Edit: Usually there is no such thing as College in most countries here in South America. People graduate from highschool, and they go straight to University for 4-5 years. So to answer your question. Yes i did finish my University studies around 3 and a half years ago at the age of 21. A few months after i graduated, we moved in together as i could work full time.
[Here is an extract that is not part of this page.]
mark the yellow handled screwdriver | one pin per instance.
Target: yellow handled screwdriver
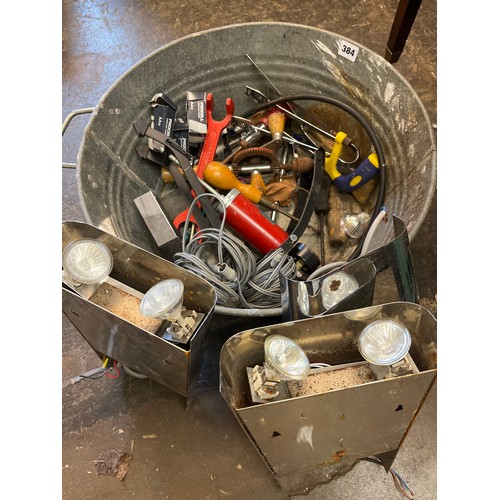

Also, its her birthday next thurday on the 11th. How should i proceed? I dont feel like getting her a gift, but if i call her or send her a message would it be wrong? The evil person in me just thought about getting her served with divorce papers on her birthday.


----------



## happyman64

> Neither of us went out drinking or partying with friends. looking back this is a big mistake. We pretty much didn't have any social life outside of our marriage. I cant remember the last time i ever went out with just guys to do guy stuff (its been years). And she hasnt gone out with her friends either as well. Its like we were both locked in the marriage. I never felt the need to go out and party or drink with my friends. Maybe she felt different.


This says a lot. But it is still not an excuse to dump your spouse and leave a marriage.

A mature, honest spouse would turn around and say "Lets shake it up and go out" or "I am going out with the girls tonight to have a few drinks and gossip".


SO you can look at all the "what ifs" Alex but in the end I think you could not have done anything different and she would still end up walking out the door.

I hope you are hanging out with family this weekend and getting some support???

HM


----------



## GusPolinski

sad_alex said:


> Also, its her birthday next thurday on the 11th. How should i proceed? I dont feel like getting her a gift, but if i call her or send her a message would it be wrong?


Don't say a damn thing to her. No calling. No texting. No e-mails. No calling her parents, dropping off cards, having flowers delivered, etc. Nothing.

Same for Christmas and New Year's.



sad_alex said:


> The evil person in me just thought about getting her served with divorce papers on her birthday.


Eh... maybe do it the next day.


----------



## sad_alex

happyman64 said:


> This says a lot. But it is still not an excuse to dump your spouse and leave a marriage.
> 
> A mature, honest spouse would turn around and say "Lets shake it up and go out" or "I am going out with the girls tonight to have a few drinks and gossip".
> 
> 
> SO you can look at all the "what ifs" Alex but in the end I think you could not have done anything different and she would still end up walking out the door.
> 
> I hope you are hanging out with family this weekend and getting some support???
> 
> HM


Thanks Happyman,

On saturday theres a concert i am planning on attending, and on Sunday i will spend the day at my parents. I told them (without details) our marriage was going through a rough patch, and that we might end up separating. I will tell them all of the details in person. I still need some plans for tomorrow night. When i think about it, it seems like i have no actual friends i can rely on right now. I distanced myself from all of them. (they were single, i was married, so you might know what i mean).


----------



## Mr.Fisty

I personally would not get her a present, and if she is not acknowledging you, I would not call her either. Even though it says your married, technically your not even in a relationship. All you have is a piece of paper stating your married, but that is all it is. Marriage is a commitment to each other, and your in a relationship with an absentee partner. Right now your companion is no one.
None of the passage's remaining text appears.